According to CNN, Harris' triumph, in particular, marks a new high point in a career of barrier-breaking accomplishments, from San Francisco district attorney to California attorney general to just the second-ever Black female US senator.

"That I am here tonight is a testament to the dedication of generations before me," Harris said during her Democratic National Convention acceptance speech in August, mentioning women such as Constance Baker Motley, Fannie Lou Hamer and Shirley Chisholm.

"Women and men who believed so fiercely in the promise of equality, liberty and justice for all," she said.

Harris attended Howard University, a historically Black university in Washington. Her time at Howard, where she joined Alpha Kappa Alpha Sorority Inc., profoundly shaped her political vision.

"You didn't have to be confined by anyone else's idea of what it means to be Black," she told CNN's Dana Bash on "State of the Union" in September. "You could be a fine arts student and also be class president. You could be homecoming queen and be the head of the science club. You could be a member of a sorority and be in student government and want to go to law school, and it encouraged you to be your full self."

Over the course of her White House bid, Harris never shied away from mentioning that people attempted to box her in or doubted her as she sought to pave a path in politics.

"I didn't listen. And the people didn't listen, either. And we won," she would say.

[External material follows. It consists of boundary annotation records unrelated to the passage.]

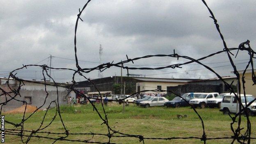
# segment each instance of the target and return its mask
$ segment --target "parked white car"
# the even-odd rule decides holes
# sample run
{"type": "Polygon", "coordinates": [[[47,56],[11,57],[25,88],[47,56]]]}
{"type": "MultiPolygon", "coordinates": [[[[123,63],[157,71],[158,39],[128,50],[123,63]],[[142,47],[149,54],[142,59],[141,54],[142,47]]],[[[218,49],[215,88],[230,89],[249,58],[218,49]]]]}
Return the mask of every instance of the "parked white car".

Born in Oakland, California, to a father from Jamaica, and a mother from India, Harris graduated from Howard University and the University of California, Hastings College of the Law. She began her career in the Alameda County District Attorney's Office, before being recruited to the San Francisco District Attorney's Office and later the City Attorney of San Francisco's office. In 2003, she was elected district attorney of San Francisco. She was elected Attorney General of California in 2010 and re-elected in 2014.

She defeated Loretta Sanchez in the 2016 Senate election to become the second African American woman and the first South Asian American to serve in the United States Senate. As a senator, she has advocated for healthcare reform, federal descheduling of cannabis, a path to citizenship for undocumented immigrants, the DREAM Act, a ban on assault weapons, and progressive tax reform. She gained a national profile for her pointed questioning of Trump administration officials during Senate hearings, including Trump's second Supreme Court nominee Brett Kavanaugh, who was accused of sexual assault.

Harris ran for the 2020 Democratic presidential nomination and attracted national attention before ending her campaign on December 3, 2019. She was announced as former vice president Joe Biden's running mate in the 2020 election on August 11, 2020.

During the campaign, she angered her father when she mentioned that she smoked weed while she was a student and tied her previous marijuana use to her Jamaican roots.

Speaking to to the Kingston-based website Jamaica Global Online, her father, Donald Harris, released a statement denouncing his daughter's remarks. “My dear departed grandmothers (whose extraordinary legacy I described in a recent essay on this website), as well as my deceased parents, must be turning in their grave right now to see their family’s name, reputation, and proud Jamaican identity being connected, in any way, jokingly or not with the fraudulent stereotype of a pot-smoking joy seeker and in the pursuit of identity politics.”

“Speaking for myself and my immediate Jamaican family, we wish to categorically dissociate ourselves from this travesty," he added.